Quelle réponse fédérale au Livret Scolaire Unique (Numérique) ?

samedi 13 mai 2017  |  par  ÉÉ Revue  | 

Les enseignant-es sont amené-es depuis cette année à renseigner le LSUN devenu 3 mois après LSU. Cette application, présentée comme un des éléments de la refondation de l’école et de la réforme du collège, doit permettre de centraliser les résultats et le parcours scolaire d’un élève du CP à la 3ème.

Cet outil, marqué par de nombreux problèmes techniques, prend place dans la jungle des applications utilisées par le Ministère de l’Éducation Nationale, qui avance un certain nombre d’arguments pour justifier sa mise en place :
✓ Faire évoluer les modalités de la notation des élèves pour éviter une notation sanction.
✓ Faciliter pour les familles le suivi de la scolarité de leurs enfants du CP à la 3ème.
✓ Permettre de mieux identifier l’évolution et les progrès des élèves.
Le LSU est aussi le moyen d’évaluer le nouveau Socle commun de connaissances, de compétences et de culture et de mettre en musique la logique des « parcours », si présente dans la refondation. Cette évaluation se fera par « niveaux de maîtrise » selon une échelle à quatre échelons : maîtrise insuffisante, maîtrise fragile, maîtrise satisfaisante, très bonne maîtrise.

Un nouveau LPC ?

Le Livret Personnel de Compétences (LPC), instauré en 2010, avait suscité une mobilisation importante du syndicalisme et de la profession : outil uniformisé de validation d’un socle commun réduisant les objectifs de l’école à une dimension purement utilitariste et de tri social, moyen du pilotage par l’évaluation du système éducatif, élément d’un fichage généralisé des élèves, surcharge de travail… Autant d’arguments qui avaient motivé des appels au boycott ou au non-remplissage du LPC.

Qu’en est-il avec le LSU ? D’abord il s’appuie sur les nouveaux programmes et le nouveau Socle commun de compétences, connaissances et culture.
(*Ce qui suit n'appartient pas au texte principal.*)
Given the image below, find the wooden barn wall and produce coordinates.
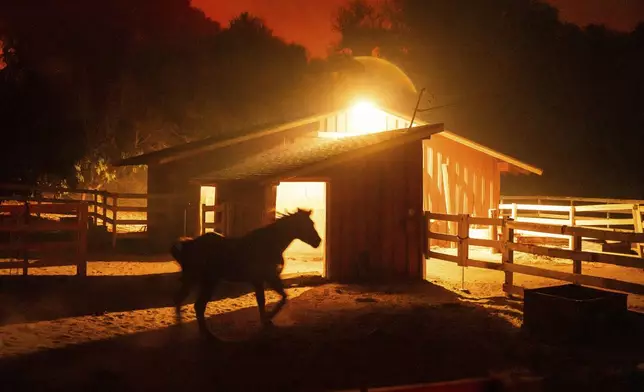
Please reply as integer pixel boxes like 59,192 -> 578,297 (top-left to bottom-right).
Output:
319,110 -> 409,132
148,122 -> 318,248
217,182 -> 277,236
147,165 -> 200,250
327,141 -> 423,281
423,135 -> 501,234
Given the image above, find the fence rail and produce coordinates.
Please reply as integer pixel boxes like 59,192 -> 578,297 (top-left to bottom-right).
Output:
0,202 -> 88,276
0,184 -> 189,247
498,196 -> 644,257
425,212 -> 644,295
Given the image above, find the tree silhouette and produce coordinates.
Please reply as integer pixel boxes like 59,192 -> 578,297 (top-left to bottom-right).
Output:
337,0 -> 644,198
0,0 -> 320,188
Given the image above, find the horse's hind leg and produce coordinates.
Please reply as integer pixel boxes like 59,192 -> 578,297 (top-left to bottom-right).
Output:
195,279 -> 218,340
253,282 -> 271,326
174,277 -> 192,324
266,276 -> 288,325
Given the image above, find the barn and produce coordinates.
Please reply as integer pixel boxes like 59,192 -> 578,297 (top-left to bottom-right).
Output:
113,56 -> 542,281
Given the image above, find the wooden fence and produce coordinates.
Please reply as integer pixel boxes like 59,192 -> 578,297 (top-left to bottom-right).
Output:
425,212 -> 644,296
0,202 -> 88,276
0,184 -> 180,247
498,196 -> 644,257
201,203 -> 234,235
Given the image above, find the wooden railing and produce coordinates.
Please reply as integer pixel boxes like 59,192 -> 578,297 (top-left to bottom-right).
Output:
425,212 -> 644,295
0,202 -> 88,276
498,198 -> 644,256
0,184 -> 178,247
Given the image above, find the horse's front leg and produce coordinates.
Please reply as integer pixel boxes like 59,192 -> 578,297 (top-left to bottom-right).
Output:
195,279 -> 219,340
267,276 -> 288,325
253,282 -> 271,327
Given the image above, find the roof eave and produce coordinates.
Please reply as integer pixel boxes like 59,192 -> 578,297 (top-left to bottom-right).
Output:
262,123 -> 444,183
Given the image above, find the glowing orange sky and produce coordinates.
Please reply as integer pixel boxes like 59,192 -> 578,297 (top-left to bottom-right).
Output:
192,0 -> 644,56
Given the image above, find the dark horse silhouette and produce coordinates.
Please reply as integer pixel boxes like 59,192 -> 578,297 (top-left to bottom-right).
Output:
170,209 -> 322,340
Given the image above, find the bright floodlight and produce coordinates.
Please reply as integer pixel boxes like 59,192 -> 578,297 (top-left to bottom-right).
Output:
348,101 -> 387,134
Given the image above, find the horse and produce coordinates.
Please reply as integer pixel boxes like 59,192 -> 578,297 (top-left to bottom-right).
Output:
170,208 -> 322,341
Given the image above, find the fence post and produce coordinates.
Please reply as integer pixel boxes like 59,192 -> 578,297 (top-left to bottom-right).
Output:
19,200 -> 31,276
76,202 -> 89,276
568,200 -> 577,250
106,194 -> 119,249
457,214 -> 470,267
572,234 -> 582,284
501,217 -> 514,297
92,193 -> 98,226
422,211 -> 430,260
633,204 -> 644,257
102,191 -> 108,227
457,214 -> 470,291
487,208 -> 499,254
201,203 -> 206,235
511,203 -> 519,220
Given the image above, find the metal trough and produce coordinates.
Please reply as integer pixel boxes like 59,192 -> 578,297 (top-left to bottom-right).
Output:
523,284 -> 628,342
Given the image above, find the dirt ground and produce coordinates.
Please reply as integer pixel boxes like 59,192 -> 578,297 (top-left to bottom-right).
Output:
0,255 -> 644,392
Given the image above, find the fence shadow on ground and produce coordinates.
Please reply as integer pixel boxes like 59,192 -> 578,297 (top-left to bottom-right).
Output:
0,273 -> 324,326
0,287 -> 516,392
0,286 -> 641,392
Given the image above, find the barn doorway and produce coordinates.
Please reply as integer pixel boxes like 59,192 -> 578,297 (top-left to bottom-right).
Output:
199,186 -> 217,233
275,182 -> 327,276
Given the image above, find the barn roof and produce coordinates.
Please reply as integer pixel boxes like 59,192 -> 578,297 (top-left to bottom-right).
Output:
114,103 -> 543,175
189,124 -> 443,183
114,113 -> 330,166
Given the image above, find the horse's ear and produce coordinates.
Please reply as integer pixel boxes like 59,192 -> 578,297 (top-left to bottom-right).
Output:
297,208 -> 313,216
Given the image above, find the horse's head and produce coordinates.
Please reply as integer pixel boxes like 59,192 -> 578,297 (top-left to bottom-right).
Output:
282,208 -> 322,248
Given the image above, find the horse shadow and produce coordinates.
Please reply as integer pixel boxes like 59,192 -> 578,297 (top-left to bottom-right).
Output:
0,273 -> 324,326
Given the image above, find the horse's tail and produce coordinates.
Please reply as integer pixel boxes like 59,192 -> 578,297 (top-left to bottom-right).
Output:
170,237 -> 192,269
Ensuite, en l’état des textes réglementaires, les items du livret sont modifiables par les enseignant-es. Enfin, seuls les enseignant-es, les parents et les chefs d’établissements dans le secondaire peuvent en consulter le contenu. L’administration doit en détruire les données un an après la fin de la scolarité obligatoire.

Est-ce à dire que ce nouveau livret est exempt des menaces que l’ancien LPC faisait peser en termes de fichage, de pilotage, ou sur notre liberté pédagogique ? Non, bien évidemment. Mais il est nécessaire d’affiner nos critiques.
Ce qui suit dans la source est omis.